Timmy Baines and WIZS representative John Charles Rose shifted the discussion toward the future, including how to find the $388,325 Williams said is necessary to raise the fund balance to 8 percent. That sum is equal to about 6.5 cents on the property tax rate. (It was not clear how the fund balance at $464,163 could be less than 4 percent but the addition of a smaller amount would push the total to 8 percent.)
The creation of a plan to restore the fund balance will be part of the budget process, FAIR Committee Chairman Bernard Alston said. “We don’t have that plan yet.”
But he said his committee will start in March to work on the budget for the year beginning July 1, instead of waiting for Williams’ annual proposal in May. That extra time should allow more scrutiny of the details and allow the council to consider the big picture.
The public will be a part of that process, Alston said.
Burton made a pitch for his budget priority: “We need to come up with some solution to come up with money for these run-down communities.”
Burning Bush Christian Church’s Dale closed the discussion about 7:20, leaving the council time for a break before its 7:30 regular meeting.
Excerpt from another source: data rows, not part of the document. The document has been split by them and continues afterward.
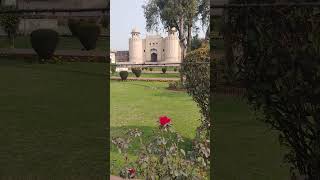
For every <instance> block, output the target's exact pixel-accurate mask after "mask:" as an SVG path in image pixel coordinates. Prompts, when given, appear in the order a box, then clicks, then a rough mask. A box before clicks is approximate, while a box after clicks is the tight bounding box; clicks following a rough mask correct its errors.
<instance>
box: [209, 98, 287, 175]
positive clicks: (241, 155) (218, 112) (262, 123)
mask: <svg viewBox="0 0 320 180" xmlns="http://www.w3.org/2000/svg"><path fill="white" fill-rule="evenodd" d="M211 107H212V113H213V117H214V129H215V132H214V137H215V140H214V141H213V143H214V147H215V149H214V151H213V155H214V158H215V161H214V162H213V166H214V167H213V168H214V169H213V171H214V175H213V176H214V177H215V179H217V180H246V179H248V180H249V179H257V180H278V179H279V180H282V179H284V180H285V179H289V168H288V167H287V166H286V165H285V164H283V163H282V157H283V154H284V152H285V151H284V149H283V148H281V147H280V145H279V142H278V136H277V134H276V132H274V131H271V130H270V129H269V128H267V125H266V124H265V123H264V122H261V121H259V120H256V119H255V117H256V116H255V115H254V113H253V112H252V111H251V110H250V109H249V107H248V105H247V104H246V103H245V102H244V100H241V99H240V98H235V97H227V96H216V97H214V100H213V104H212V105H211Z"/></svg>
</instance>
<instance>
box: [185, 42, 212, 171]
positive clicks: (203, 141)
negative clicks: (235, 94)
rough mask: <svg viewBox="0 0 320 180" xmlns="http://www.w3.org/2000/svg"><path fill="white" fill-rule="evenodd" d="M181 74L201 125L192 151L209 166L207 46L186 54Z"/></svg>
mask: <svg viewBox="0 0 320 180" xmlns="http://www.w3.org/2000/svg"><path fill="white" fill-rule="evenodd" d="M181 73H182V74H183V75H185V76H186V80H185V83H184V86H185V88H186V90H187V93H188V94H190V95H191V96H192V98H193V100H194V101H195V102H196V103H197V105H198V106H199V107H200V112H201V114H202V117H201V125H200V126H199V127H198V128H197V133H196V138H195V143H194V144H195V146H194V149H195V151H197V152H198V153H199V158H202V159H204V161H205V163H204V165H205V166H206V167H207V168H209V167H210V166H209V164H210V116H209V97H210V54H209V45H208V44H203V45H202V47H201V48H199V49H196V50H194V51H191V52H189V53H188V54H187V56H186V58H185V61H184V62H183V64H182V67H181Z"/></svg>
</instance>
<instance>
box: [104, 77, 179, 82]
mask: <svg viewBox="0 0 320 180" xmlns="http://www.w3.org/2000/svg"><path fill="white" fill-rule="evenodd" d="M110 79H111V80H118V81H121V78H120V77H110ZM179 80H180V78H142V77H140V78H137V77H128V78H127V81H160V82H172V81H179Z"/></svg>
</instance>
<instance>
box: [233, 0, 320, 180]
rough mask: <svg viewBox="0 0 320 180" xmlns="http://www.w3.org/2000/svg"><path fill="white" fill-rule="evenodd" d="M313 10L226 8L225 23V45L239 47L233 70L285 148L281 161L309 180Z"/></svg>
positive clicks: (312, 171)
mask: <svg viewBox="0 0 320 180" xmlns="http://www.w3.org/2000/svg"><path fill="white" fill-rule="evenodd" d="M310 2H311V1H310ZM313 2H315V1H313ZM316 10H318V9H316V8H315V7H308V8H306V7H297V8H280V7H272V8H262V7H260V8H258V7H257V8H250V9H249V8H248V9H246V8H245V9H237V10H235V9H233V10H230V11H229V12H228V17H229V19H232V21H230V22H227V24H228V29H229V30H230V33H229V38H230V39H232V41H230V42H229V43H231V44H228V47H230V48H233V49H231V50H232V51H233V52H237V51H238V52H239V50H242V51H241V52H240V53H237V54H234V56H235V57H234V59H235V60H236V59H238V60H241V61H240V62H238V68H239V69H240V72H241V74H240V78H241V79H242V80H243V82H244V85H245V88H246V90H247V93H246V97H247V99H248V102H249V104H250V105H252V106H253V107H254V108H255V110H257V111H258V112H260V113H261V112H262V113H263V120H264V121H265V122H266V123H267V124H268V125H269V126H271V127H272V128H273V129H275V130H277V131H278V133H279V140H280V143H281V144H282V145H285V146H286V147H287V148H288V150H289V152H288V153H287V155H286V156H285V162H289V163H290V165H291V168H293V169H295V170H298V171H299V174H301V175H306V176H307V179H308V180H314V179H320V113H319V112H320V111H319V107H320V50H319V47H320V36H319V32H320V22H319V14H318V12H317V11H316ZM248 14H250V16H248ZM244 24H247V26H244ZM243 37H247V38H246V39H244V38H243ZM232 51H230V52H232Z"/></svg>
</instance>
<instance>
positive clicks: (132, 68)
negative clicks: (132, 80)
mask: <svg viewBox="0 0 320 180" xmlns="http://www.w3.org/2000/svg"><path fill="white" fill-rule="evenodd" d="M131 70H132V72H133V74H134V75H135V76H136V77H140V76H141V72H142V70H141V68H132V69H131Z"/></svg>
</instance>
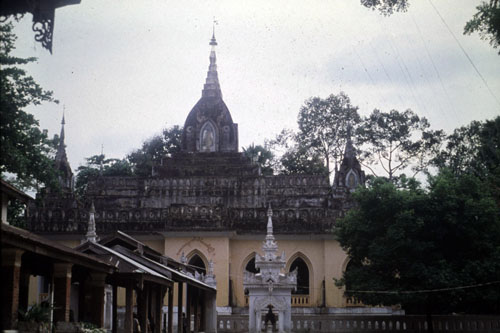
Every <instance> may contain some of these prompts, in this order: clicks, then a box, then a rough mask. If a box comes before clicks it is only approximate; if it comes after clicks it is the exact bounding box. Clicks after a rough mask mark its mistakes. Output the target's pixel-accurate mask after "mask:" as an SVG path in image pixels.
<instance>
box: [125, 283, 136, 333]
mask: <svg viewBox="0 0 500 333" xmlns="http://www.w3.org/2000/svg"><path fill="white" fill-rule="evenodd" d="M133 330H134V288H133V287H132V285H129V286H127V288H126V289H125V323H124V333H132V332H133Z"/></svg>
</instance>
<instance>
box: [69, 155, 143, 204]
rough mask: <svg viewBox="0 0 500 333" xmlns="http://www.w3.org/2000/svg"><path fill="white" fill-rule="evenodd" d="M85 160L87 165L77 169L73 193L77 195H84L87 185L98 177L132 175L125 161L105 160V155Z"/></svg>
mask: <svg viewBox="0 0 500 333" xmlns="http://www.w3.org/2000/svg"><path fill="white" fill-rule="evenodd" d="M86 160H87V163H86V164H85V165H84V166H79V167H78V169H77V176H76V183H75V192H76V193H77V194H78V195H84V194H85V191H86V189H87V185H88V183H89V182H90V181H91V180H93V179H96V178H98V177H99V176H105V177H126V176H132V175H133V172H132V166H131V165H130V163H129V162H128V161H127V160H125V159H123V160H120V159H116V158H109V159H106V157H105V155H104V154H102V155H94V156H91V157H88V158H86Z"/></svg>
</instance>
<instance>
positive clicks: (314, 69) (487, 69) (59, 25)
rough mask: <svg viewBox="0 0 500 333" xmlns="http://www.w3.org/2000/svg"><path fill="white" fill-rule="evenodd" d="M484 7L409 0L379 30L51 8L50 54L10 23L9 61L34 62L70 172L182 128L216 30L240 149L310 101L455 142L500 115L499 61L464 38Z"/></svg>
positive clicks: (333, 25)
mask: <svg viewBox="0 0 500 333" xmlns="http://www.w3.org/2000/svg"><path fill="white" fill-rule="evenodd" d="M479 3H480V1H471V0H418V1H417V0H413V1H410V8H409V10H408V11H407V12H405V13H395V14H394V15H392V16H390V17H386V16H383V15H381V14H380V13H379V12H378V11H373V10H370V9H367V8H365V7H363V6H362V5H361V4H360V1H359V0H350V1H349V0H342V1H341V0H328V1H327V0H308V1H303V0H302V1H294V0H288V1H279V0H277V1H259V0H257V1H234V0H229V1H214V0H212V1H201V0H196V1H170V0H148V1H132V0H120V1H117V0H115V1H103V0H82V1H81V4H80V5H72V6H67V7H63V8H60V9H57V11H56V18H55V28H54V38H53V54H50V53H49V52H48V51H47V50H45V49H43V48H42V47H41V45H40V44H39V43H37V42H35V41H34V33H33V32H32V31H31V25H32V23H31V16H30V15H26V16H25V17H24V18H23V19H22V20H21V21H20V22H18V23H16V24H15V25H16V28H15V33H16V34H17V35H18V37H19V39H18V41H17V42H16V50H15V51H14V54H15V55H17V56H23V57H27V56H35V57H37V58H38V60H37V61H36V62H35V63H33V64H30V65H28V66H26V68H27V70H28V72H29V74H30V75H32V76H33V77H34V78H35V80H36V81H37V82H38V83H40V84H41V85H42V87H44V88H45V89H48V90H52V91H53V92H54V96H55V98H57V99H58V100H59V101H60V104H58V105H57V104H53V103H46V104H43V105H40V106H36V107H30V108H29V109H28V111H29V112H32V113H33V114H34V115H35V116H36V118H37V119H39V121H40V127H41V128H44V129H48V131H49V135H50V136H52V135H53V134H58V133H59V131H60V126H61V125H60V123H61V118H62V114H63V108H65V118H66V126H65V133H66V145H67V155H68V158H69V161H70V164H71V166H72V168H73V170H76V168H77V167H78V166H79V165H82V164H84V162H85V157H89V156H92V155H96V154H100V152H101V145H102V146H103V150H104V154H105V155H106V156H107V157H114V158H123V157H125V156H126V155H127V154H128V153H130V152H131V151H132V150H134V149H137V148H139V147H140V146H141V144H142V142H143V141H144V140H146V139H148V138H150V137H152V136H153V135H155V134H158V133H160V132H161V130H162V129H163V128H165V127H170V126H173V125H181V126H182V125H183V124H184V121H185V118H186V117H187V115H188V113H189V111H190V110H191V108H192V107H193V106H194V105H195V104H196V102H197V101H198V100H199V98H200V97H201V90H202V88H203V83H204V81H205V78H206V73H207V70H208V64H209V52H210V46H209V45H208V43H209V41H210V38H211V36H212V28H213V21H214V17H215V20H216V21H217V25H216V26H215V35H216V38H217V42H218V46H217V49H216V52H217V65H218V73H219V81H220V84H221V89H222V93H223V99H224V101H225V102H226V104H227V106H228V108H229V110H230V112H231V114H232V117H233V121H235V122H236V123H238V126H239V143H240V147H243V146H247V145H249V144H251V143H255V144H263V142H264V140H265V139H271V138H273V137H274V136H276V134H278V133H279V132H280V131H281V130H282V129H283V128H292V129H294V128H296V127H297V124H296V123H297V115H298V111H299V109H300V107H301V106H302V105H303V104H304V101H305V100H306V99H308V98H310V97H312V96H320V97H322V98H325V97H327V96H328V95H329V94H338V93H339V92H340V91H343V92H345V93H346V94H347V95H348V96H349V97H350V99H351V102H352V104H353V105H357V106H358V107H359V112H360V114H361V115H364V116H367V115H369V114H370V113H371V112H372V111H373V109H375V108H377V109H380V110H382V111H389V110H392V109H396V110H399V111H403V110H406V109H412V110H413V111H414V112H416V113H417V114H418V115H420V116H424V117H426V118H427V119H428V120H429V122H430V123H431V127H432V128H434V129H444V130H445V131H446V132H448V133H450V132H451V131H453V129H454V128H456V127H459V126H463V125H466V124H468V123H469V122H471V121H472V120H485V119H492V118H494V117H496V116H498V115H500V65H499V64H500V56H499V55H498V49H494V48H493V47H492V46H490V45H489V43H488V42H487V41H483V40H481V39H480V37H479V36H478V35H477V34H473V35H470V36H469V35H467V36H464V35H463V27H464V25H465V23H466V22H467V21H468V20H469V19H470V18H471V17H472V15H473V14H474V13H475V7H476V6H477V5H478V4H479ZM441 17H442V19H441ZM450 31H451V32H450ZM469 59H470V60H469ZM240 150H241V148H240Z"/></svg>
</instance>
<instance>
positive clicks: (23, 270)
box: [19, 267, 30, 311]
mask: <svg viewBox="0 0 500 333" xmlns="http://www.w3.org/2000/svg"><path fill="white" fill-rule="evenodd" d="M25 268H26V267H22V268H21V272H20V275H19V310H21V311H26V310H28V298H29V289H30V273H29V272H28V271H26V269H25Z"/></svg>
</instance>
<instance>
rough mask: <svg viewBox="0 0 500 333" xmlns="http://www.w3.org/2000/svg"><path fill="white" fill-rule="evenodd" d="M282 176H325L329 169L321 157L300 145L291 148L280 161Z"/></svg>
mask: <svg viewBox="0 0 500 333" xmlns="http://www.w3.org/2000/svg"><path fill="white" fill-rule="evenodd" d="M280 162H281V165H282V172H281V173H282V174H284V175H290V174H307V175H325V174H328V169H327V168H326V166H325V164H324V163H323V159H322V158H321V156H320V155H319V154H318V153H316V152H314V151H313V150H308V149H305V148H304V147H301V146H299V145H295V146H293V147H291V148H290V149H289V150H288V151H287V152H286V153H284V154H283V156H281V159H280Z"/></svg>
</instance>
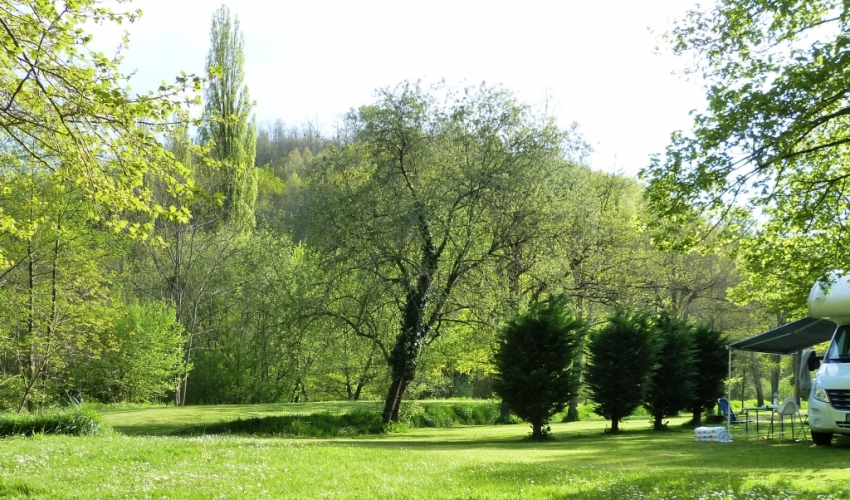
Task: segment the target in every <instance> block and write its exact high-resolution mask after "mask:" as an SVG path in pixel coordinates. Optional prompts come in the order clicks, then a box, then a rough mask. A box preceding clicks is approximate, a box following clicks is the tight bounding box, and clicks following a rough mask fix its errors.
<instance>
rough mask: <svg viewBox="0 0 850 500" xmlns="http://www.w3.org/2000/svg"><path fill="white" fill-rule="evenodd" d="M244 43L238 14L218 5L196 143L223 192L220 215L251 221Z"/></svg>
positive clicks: (247, 125) (251, 216)
mask: <svg viewBox="0 0 850 500" xmlns="http://www.w3.org/2000/svg"><path fill="white" fill-rule="evenodd" d="M244 46H245V41H244V38H243V36H242V31H241V30H240V29H239V18H238V17H236V18H235V19H233V20H231V17H230V9H228V8H227V6H226V5H222V6H221V8H219V9H218V10H217V11H216V12H215V14H213V19H212V24H211V25H210V51H209V54H208V55H207V63H206V74H207V84H206V86H205V88H204V116H203V124H202V126H201V128H200V136H201V142H203V143H204V144H208V145H210V146H211V149H210V156H211V157H212V159H213V160H214V162H215V168H214V169H213V172H212V173H211V175H210V177H211V179H210V180H211V183H212V186H211V187H212V188H213V189H214V190H215V192H216V193H220V194H221V195H222V196H223V200H222V202H223V203H222V209H221V214H220V215H221V217H222V218H223V219H224V220H226V221H231V222H235V223H237V224H240V225H242V224H247V225H253V224H254V203H255V201H256V199H257V174H256V172H255V171H254V158H255V156H256V152H257V145H256V143H257V126H256V121H255V119H254V117H253V116H252V115H251V108H252V107H253V104H252V103H251V100H250V98H249V96H248V87H247V86H245V52H244Z"/></svg>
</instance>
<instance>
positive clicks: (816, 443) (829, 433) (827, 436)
mask: <svg viewBox="0 0 850 500" xmlns="http://www.w3.org/2000/svg"><path fill="white" fill-rule="evenodd" d="M812 442H814V443H815V444H816V445H818V446H829V445H830V444H831V443H832V433H831V432H817V431H812Z"/></svg>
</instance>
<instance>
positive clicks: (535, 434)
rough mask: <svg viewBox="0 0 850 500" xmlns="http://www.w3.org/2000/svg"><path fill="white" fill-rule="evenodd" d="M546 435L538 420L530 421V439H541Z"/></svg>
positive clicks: (541, 440)
mask: <svg viewBox="0 0 850 500" xmlns="http://www.w3.org/2000/svg"><path fill="white" fill-rule="evenodd" d="M545 437H546V435H545V434H543V423H542V422H539V421H534V422H531V439H532V440H534V441H542V440H543V439H544V438H545Z"/></svg>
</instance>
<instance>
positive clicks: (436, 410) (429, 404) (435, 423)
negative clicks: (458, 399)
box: [399, 401, 501, 427]
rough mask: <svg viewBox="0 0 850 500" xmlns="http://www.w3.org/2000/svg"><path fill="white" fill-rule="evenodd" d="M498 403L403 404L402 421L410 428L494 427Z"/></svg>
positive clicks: (497, 418)
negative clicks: (484, 425) (479, 426)
mask: <svg viewBox="0 0 850 500" xmlns="http://www.w3.org/2000/svg"><path fill="white" fill-rule="evenodd" d="M500 405H501V403H500V402H498V401H464V402H457V403H445V404H443V403H432V404H422V403H420V402H418V401H406V402H404V403H402V406H401V412H400V415H399V417H400V420H401V423H402V424H404V425H406V426H408V427H454V426H457V425H493V424H495V423H496V421H497V420H498V419H499V409H500Z"/></svg>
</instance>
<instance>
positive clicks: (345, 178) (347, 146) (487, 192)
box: [0, 0, 778, 421]
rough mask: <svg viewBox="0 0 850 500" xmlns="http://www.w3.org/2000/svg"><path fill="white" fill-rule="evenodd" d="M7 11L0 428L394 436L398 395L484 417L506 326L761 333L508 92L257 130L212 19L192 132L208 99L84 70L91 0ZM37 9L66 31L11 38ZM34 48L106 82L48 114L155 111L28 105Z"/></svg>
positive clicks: (629, 188)
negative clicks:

He criticized the lack of organization on the part of city officials: “In my opinion, y’all should have had your stuff together. … Y’all need to work together for the benefit of the whole city.”
The next step in getting the city’s stuff together might be much like Monday’s first step. Seifert suggested during the audit forum that the council consider holding another session before a council meeting in March. At the end of the night, he raised the possibility of creating a citizen committee, modeled on the Clean Up Henderson Committee, to tackle the budget.